The boys stood perfectly still. The crouching man had not heard them coming nor did he see them now. He half rested on one elbow and one knee, close up to the end of the tent. It looked as if he had been posted there for some time, as if peering into the tent through some break in the canvas and listening to what had been spoken inside.

Just now he was guardedly looking past the corner of the tent and following Dave and the automobile with his eyes.
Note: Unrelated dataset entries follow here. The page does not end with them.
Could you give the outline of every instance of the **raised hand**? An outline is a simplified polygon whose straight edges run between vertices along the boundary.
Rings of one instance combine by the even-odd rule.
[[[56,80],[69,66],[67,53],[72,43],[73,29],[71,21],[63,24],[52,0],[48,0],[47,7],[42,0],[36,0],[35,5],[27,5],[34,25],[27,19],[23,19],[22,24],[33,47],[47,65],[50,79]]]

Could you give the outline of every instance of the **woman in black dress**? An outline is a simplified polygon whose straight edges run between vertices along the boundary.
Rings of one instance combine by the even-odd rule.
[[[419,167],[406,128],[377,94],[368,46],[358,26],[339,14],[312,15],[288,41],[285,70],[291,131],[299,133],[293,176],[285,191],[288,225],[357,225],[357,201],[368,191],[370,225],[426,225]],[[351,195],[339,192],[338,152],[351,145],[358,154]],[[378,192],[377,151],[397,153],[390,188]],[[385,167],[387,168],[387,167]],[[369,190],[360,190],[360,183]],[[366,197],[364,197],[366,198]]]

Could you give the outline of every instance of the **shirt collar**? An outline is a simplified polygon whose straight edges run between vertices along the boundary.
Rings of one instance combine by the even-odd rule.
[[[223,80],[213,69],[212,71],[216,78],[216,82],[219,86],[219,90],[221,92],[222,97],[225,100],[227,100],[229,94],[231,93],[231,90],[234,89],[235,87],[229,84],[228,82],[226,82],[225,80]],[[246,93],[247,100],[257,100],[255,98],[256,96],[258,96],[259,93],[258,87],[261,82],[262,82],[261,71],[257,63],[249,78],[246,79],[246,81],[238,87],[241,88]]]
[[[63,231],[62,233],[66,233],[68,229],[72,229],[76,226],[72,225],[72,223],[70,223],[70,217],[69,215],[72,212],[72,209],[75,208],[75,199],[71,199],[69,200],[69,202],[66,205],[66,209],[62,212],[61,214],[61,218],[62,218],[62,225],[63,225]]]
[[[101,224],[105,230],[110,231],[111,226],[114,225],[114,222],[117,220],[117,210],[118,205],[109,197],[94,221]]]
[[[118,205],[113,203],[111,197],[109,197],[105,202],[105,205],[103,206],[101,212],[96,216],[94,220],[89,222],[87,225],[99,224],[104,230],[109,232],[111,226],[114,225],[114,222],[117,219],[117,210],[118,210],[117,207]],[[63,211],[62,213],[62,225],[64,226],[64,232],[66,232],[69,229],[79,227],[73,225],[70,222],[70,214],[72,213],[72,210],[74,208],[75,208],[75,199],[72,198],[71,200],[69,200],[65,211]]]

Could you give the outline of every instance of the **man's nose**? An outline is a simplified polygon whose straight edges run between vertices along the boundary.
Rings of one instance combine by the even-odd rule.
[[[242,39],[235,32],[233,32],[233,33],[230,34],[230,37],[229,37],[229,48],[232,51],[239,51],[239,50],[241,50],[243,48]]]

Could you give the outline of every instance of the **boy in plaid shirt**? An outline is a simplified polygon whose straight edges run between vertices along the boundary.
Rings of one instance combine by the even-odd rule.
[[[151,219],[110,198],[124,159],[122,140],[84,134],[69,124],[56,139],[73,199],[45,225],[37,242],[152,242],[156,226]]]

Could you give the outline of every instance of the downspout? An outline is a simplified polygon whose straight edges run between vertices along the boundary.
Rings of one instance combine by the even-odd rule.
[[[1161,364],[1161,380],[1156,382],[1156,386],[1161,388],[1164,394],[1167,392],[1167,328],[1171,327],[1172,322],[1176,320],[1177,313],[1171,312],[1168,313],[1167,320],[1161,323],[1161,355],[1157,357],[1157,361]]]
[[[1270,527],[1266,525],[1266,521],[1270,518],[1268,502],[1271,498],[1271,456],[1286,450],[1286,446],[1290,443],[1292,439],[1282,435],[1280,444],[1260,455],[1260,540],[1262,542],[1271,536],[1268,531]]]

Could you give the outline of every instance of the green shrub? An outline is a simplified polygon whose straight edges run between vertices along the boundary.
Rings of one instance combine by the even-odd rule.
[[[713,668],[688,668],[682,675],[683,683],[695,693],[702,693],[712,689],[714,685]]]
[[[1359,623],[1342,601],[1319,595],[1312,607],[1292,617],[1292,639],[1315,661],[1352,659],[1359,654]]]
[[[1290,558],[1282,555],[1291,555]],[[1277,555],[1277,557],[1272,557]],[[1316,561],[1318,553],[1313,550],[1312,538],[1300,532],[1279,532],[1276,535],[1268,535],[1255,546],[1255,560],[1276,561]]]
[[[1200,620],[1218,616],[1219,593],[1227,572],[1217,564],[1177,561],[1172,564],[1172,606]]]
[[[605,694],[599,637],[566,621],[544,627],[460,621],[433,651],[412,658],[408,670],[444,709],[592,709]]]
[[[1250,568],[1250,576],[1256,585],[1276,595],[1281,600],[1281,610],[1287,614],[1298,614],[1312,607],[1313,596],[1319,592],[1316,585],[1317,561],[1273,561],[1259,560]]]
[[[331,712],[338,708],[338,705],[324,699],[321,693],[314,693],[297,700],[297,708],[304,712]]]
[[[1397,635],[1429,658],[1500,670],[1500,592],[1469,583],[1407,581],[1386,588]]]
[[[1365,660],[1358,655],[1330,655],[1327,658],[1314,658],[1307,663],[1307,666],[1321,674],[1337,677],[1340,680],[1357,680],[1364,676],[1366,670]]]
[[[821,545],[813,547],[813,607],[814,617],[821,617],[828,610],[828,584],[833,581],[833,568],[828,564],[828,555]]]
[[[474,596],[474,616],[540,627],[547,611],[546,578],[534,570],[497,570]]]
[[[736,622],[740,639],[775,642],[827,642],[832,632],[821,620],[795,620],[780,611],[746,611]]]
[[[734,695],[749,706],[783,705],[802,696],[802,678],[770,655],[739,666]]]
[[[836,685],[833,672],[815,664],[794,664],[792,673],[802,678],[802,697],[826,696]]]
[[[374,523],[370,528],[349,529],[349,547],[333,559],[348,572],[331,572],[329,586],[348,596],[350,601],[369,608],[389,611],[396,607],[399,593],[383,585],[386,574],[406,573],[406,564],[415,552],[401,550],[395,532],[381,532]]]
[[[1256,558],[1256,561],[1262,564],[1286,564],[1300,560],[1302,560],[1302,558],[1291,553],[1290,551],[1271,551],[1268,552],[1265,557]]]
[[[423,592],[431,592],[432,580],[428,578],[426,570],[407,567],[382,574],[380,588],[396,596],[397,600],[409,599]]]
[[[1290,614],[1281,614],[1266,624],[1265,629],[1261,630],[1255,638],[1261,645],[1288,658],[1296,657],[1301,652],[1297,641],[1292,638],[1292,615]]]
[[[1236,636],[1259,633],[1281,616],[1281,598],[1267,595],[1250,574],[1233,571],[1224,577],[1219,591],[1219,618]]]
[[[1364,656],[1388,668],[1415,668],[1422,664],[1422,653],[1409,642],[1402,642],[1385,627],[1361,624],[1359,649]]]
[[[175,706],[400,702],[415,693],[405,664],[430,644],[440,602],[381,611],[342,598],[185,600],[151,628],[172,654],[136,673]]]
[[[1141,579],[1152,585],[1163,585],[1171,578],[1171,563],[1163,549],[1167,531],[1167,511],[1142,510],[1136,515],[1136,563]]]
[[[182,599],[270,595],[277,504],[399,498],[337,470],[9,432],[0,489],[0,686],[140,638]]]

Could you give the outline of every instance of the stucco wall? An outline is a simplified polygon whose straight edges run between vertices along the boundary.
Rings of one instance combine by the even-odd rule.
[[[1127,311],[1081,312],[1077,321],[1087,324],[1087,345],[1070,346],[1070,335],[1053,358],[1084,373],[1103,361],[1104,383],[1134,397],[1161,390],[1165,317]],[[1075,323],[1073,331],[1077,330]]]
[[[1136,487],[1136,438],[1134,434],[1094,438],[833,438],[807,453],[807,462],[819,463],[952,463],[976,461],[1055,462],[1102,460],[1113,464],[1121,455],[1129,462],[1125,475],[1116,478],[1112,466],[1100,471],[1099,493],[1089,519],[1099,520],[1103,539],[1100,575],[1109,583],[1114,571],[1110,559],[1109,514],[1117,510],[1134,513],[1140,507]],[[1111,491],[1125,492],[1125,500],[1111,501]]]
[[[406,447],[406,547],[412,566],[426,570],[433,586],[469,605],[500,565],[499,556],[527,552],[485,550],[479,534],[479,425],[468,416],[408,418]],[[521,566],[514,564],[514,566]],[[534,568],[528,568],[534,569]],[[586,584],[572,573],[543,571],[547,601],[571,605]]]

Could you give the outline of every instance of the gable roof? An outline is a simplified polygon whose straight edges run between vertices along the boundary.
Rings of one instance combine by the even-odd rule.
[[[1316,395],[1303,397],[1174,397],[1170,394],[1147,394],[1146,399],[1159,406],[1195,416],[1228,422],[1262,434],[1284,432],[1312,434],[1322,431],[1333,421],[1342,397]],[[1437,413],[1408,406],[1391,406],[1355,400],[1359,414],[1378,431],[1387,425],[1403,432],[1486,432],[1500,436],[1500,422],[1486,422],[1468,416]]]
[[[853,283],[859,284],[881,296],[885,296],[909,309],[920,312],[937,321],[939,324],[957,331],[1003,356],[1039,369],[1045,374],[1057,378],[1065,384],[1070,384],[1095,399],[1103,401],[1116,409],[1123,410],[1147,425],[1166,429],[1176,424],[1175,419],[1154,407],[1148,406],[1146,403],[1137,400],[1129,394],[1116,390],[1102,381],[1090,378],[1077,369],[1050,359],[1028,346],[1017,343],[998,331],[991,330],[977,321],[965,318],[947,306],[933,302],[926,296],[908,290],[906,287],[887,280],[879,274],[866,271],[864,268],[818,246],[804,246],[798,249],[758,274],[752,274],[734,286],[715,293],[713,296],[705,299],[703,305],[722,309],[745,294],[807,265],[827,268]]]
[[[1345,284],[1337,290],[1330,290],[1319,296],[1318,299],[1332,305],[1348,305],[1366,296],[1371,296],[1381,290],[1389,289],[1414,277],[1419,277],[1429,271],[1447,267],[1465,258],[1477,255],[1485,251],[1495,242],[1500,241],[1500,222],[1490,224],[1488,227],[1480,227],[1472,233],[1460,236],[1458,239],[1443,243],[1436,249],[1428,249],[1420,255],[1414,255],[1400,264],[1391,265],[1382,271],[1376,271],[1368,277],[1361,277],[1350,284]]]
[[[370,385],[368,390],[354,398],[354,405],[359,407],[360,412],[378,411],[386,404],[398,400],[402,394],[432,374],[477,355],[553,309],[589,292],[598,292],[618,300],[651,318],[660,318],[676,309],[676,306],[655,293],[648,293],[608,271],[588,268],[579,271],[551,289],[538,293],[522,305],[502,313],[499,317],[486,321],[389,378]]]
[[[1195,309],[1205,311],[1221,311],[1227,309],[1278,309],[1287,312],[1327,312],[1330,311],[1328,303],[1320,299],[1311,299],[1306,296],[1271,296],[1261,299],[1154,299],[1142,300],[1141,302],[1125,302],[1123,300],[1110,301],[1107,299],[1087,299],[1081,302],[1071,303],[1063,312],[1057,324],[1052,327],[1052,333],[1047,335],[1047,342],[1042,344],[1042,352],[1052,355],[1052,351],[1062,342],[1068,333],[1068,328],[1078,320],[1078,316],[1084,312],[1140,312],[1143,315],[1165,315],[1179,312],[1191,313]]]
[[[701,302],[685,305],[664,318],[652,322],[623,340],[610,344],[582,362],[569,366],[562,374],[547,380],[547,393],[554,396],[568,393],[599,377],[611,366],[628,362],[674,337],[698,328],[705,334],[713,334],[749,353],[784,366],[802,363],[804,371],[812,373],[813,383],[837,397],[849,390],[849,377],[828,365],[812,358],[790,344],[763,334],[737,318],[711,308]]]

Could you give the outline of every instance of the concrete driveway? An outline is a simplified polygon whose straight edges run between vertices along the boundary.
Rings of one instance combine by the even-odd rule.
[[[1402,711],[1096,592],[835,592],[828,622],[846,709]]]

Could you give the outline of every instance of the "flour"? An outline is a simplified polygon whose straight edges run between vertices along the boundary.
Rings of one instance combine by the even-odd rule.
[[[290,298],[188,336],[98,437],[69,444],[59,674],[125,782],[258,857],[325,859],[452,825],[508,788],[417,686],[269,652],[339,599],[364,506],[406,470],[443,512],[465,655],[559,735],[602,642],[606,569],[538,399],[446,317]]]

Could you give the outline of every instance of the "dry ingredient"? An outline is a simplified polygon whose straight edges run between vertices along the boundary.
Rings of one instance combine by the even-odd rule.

It was fast getting dark, but the glint of the headlight of the auto as it turned towards the entrance to the grounds swept over him, and Elmer gave a great start.

“Why,” he spoke suddenly, “Hiram, it’s that man—Vernon!”

“You don’t say so,” returned Hiram. “Are you sure of it?”

“Yes, I am,” declared Elmer, in a disturbed way. “He is after me again, and may make all kinds of new trouble for us.”

“He won’t,” asserted Hiram, with a quick snap of his lips, and the old farmer-boy fight and determination in his face. “Get ready to help me.”

“What are you going to do?” inquired Elmer, as his companion began to roll up his coat cuffs.

“I’m going to nail that fellow, good and sure,” pronounced Hiram. “Maybe your father would like to see him. Now then!”